Like the Shanghai Free Trade Zone, Shenzhen’s Qianhai Financial Blah-blah Zone Hub, the CEPA HK-Mainland trade arrangement and dozens of cross-border Pearl River Delta Co-operation and Partnership Agreements, it’s basically baloney. China’s leaders crave the might and glory of the Renminbi replacing the US Dollar as the global currency. But the Communist dictatorship must rig exchange and interest rates to stay in power. So it’s out of the question. (Some experts would caution a developing economy like China against lifting capital controls anyway.)
The problem with all the hype and backslapping and champagne is that, apart from some credulous overseas media, we become immune to it, and more cynical. Yet another make-believe Big Breakthrough to take our minds off the fact that China’s economy is trapped by the corruption, cronyism, protectionism, bad debt and misallocation of capital that keeps the Communist Party in power. What will happen if they ever introduce a real post-Deng reform of significance and substance? The bores in suits will be grinning away as usual with their banners and gongs, while the rest of us just yawn through a chance to genuinely witness history.
So how did the Shanghai-Hong Kong Stock Connect go on its first day? Essentially the ‘wall of money’ associated with the original ‘through train’ concept years back didn’t materialize (indeed can’t, owing to a strict cap on volume). Hong Kong funds did rush northward. The South China Morning Post reports that local and international investors couldn’t resist Shanghai’s cheap railway and liquor plays. A contrarian thing, perhaps: what better time to buy, when Mainland railway bosses are getting sentenced to death or jumping from tall buildings, or when maotai sales are plummeting owing to anti-corruption drives? Some funds of questionable taste are apparently chasing Looming East Asian War-plays in the form of defence-related companies. Another explanation is that investors are switching to this new way of buying Mainland equities to avoid the capital gains tax. A tax-break like this is of course essentially a subsidy – or to put it another way, ‘desperate eagerness on someone’s part to attract traders and save face’.
As for the southbound flow of funds – well, whoops. Where were they? Even the Standard and Sing Tao, which never fail to cheerlead vacuous cross-border hype, register disappointment and clutch at flimsy excuses. While any Hongkonger can access the Shanghai market, subject to the quota, only wealthy Mainlanders can invest in the other direction. We are told they need time to learn about the Hong Kong market, and they find the high valuation of locally listed stocks a turn-off. The high valuation reflects Hong Kong’s far higher standards of corporate governance and regulatory oversight (cue indelicate thoughts of pearls before swine). Hong Kong does have its share of mom-and-pop day-traders in penny stocks and covered warrants, which serve as glaring loopholes in the city’s strict laws against gambling. But Shanghai is by many accounts pretty much a risky, fraud-ridden casino. Hong Kong must look weird to them.

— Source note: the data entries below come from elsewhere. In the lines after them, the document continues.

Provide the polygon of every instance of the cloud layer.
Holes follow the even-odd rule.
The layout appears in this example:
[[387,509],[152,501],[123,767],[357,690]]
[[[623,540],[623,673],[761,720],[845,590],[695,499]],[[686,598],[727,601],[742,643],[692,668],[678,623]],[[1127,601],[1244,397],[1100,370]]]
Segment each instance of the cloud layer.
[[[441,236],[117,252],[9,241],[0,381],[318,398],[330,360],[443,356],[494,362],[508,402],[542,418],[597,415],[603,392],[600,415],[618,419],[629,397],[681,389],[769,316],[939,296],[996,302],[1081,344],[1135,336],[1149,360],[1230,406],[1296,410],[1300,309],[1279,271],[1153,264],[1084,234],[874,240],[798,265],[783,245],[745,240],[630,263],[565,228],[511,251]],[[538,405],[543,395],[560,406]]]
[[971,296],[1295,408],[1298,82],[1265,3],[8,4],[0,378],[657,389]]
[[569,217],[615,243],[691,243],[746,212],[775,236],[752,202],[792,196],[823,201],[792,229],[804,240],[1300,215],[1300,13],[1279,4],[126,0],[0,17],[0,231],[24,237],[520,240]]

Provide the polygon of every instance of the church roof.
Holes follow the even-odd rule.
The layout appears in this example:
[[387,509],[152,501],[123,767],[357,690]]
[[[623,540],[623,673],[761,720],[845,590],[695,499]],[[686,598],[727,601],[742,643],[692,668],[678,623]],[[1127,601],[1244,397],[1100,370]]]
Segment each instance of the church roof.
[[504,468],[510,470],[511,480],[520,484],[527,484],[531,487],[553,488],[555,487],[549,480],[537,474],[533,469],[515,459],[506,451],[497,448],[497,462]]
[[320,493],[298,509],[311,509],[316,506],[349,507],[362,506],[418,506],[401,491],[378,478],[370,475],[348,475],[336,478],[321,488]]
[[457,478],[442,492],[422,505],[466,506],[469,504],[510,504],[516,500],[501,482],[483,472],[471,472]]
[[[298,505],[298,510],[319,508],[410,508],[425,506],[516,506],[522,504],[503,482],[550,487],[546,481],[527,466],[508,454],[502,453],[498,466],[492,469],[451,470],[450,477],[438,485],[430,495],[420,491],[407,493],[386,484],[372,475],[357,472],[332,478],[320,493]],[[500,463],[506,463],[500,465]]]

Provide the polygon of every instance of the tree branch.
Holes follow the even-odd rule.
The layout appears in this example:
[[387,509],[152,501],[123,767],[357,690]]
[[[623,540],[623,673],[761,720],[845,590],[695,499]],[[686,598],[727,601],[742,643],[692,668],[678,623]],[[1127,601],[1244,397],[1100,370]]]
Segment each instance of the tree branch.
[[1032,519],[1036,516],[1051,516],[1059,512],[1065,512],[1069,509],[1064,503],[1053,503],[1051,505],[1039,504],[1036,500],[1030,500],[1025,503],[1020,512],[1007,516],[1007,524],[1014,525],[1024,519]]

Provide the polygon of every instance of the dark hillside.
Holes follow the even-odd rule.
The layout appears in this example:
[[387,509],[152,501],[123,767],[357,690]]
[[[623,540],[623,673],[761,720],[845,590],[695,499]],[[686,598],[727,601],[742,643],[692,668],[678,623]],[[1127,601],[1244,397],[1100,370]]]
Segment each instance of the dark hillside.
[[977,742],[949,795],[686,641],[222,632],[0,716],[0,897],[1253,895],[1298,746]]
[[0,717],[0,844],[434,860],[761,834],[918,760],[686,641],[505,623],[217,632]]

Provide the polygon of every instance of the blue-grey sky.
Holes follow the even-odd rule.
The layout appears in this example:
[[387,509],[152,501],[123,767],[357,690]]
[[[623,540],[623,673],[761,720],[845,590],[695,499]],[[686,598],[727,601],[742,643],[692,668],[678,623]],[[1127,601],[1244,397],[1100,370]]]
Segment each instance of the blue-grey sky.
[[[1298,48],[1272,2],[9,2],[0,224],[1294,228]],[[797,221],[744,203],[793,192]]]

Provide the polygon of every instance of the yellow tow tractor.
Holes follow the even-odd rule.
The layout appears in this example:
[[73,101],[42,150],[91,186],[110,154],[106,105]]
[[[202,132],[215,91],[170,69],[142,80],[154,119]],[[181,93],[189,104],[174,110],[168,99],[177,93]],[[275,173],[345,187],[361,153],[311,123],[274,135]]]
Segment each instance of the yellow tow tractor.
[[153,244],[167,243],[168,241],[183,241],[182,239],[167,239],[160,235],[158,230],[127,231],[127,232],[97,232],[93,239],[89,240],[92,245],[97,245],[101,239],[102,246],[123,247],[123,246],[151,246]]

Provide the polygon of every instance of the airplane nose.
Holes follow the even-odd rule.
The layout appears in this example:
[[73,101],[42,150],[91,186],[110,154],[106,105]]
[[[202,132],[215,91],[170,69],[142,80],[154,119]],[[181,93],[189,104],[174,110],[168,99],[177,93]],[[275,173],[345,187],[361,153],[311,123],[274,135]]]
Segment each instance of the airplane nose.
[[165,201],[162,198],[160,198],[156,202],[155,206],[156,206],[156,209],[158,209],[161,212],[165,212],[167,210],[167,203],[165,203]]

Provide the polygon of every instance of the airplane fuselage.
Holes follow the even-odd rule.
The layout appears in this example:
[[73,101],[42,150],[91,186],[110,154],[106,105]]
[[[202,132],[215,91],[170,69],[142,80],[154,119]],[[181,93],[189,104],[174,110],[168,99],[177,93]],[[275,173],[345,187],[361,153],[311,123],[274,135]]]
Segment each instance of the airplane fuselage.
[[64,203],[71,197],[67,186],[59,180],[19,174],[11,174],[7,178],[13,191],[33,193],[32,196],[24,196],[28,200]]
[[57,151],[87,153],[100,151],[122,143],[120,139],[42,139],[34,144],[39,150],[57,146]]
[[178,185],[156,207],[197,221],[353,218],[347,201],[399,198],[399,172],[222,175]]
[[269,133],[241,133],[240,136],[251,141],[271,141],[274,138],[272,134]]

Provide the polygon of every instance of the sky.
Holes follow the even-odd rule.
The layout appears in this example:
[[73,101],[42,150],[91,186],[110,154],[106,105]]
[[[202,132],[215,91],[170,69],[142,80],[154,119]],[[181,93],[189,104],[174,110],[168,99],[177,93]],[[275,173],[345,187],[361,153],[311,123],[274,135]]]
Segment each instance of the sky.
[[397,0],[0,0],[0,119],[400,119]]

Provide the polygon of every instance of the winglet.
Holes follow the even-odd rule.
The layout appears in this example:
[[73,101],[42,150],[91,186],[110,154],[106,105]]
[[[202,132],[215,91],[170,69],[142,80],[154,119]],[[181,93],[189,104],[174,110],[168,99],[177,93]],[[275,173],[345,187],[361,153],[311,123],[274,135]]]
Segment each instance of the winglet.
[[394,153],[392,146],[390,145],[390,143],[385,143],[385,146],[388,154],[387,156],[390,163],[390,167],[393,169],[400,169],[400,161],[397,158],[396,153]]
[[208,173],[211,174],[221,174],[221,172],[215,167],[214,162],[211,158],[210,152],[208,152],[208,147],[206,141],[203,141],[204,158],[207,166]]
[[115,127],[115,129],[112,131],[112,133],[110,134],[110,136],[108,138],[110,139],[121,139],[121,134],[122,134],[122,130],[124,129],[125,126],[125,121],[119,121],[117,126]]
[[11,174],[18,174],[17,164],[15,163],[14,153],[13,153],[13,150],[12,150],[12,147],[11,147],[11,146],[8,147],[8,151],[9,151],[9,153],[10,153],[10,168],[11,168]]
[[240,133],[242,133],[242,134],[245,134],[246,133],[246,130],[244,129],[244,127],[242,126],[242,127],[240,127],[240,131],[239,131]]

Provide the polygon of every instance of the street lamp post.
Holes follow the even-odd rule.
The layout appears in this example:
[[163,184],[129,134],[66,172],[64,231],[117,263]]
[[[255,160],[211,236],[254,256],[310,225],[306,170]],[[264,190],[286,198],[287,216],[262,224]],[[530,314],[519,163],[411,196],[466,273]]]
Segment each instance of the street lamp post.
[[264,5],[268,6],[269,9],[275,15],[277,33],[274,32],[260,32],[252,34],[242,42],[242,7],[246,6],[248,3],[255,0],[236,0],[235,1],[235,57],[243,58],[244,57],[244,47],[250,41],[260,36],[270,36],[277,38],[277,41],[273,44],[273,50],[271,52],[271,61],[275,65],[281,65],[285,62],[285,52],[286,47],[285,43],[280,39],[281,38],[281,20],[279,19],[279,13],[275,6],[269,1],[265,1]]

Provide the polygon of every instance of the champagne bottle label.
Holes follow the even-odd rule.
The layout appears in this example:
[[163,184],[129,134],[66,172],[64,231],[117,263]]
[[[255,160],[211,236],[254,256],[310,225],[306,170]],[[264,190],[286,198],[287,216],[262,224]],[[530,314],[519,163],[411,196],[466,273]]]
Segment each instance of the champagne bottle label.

One winner from any increase in volume will obviously be Hong Kong Exchanges and Clearing, which makes its billions by slicing a little bit off every trade. In this respect, the Stock Connect is just another of those Cram More Stuff Into Hong Kong schemes that our rent-seeking tycoon-bureaucrat elite see as economic development. As with the increasing flood of Mainland shoppers, the Zhuhai Bridge, Disney, additional airport runways, more malls, more churn, more turnover, more money going in and out – it’s all about intermediaries and landlords raking off a piece of the action each time, and any budding entrepreneurs or innovators should get used to being luxury retail assistants. Not the sort of history we need to witness any more of.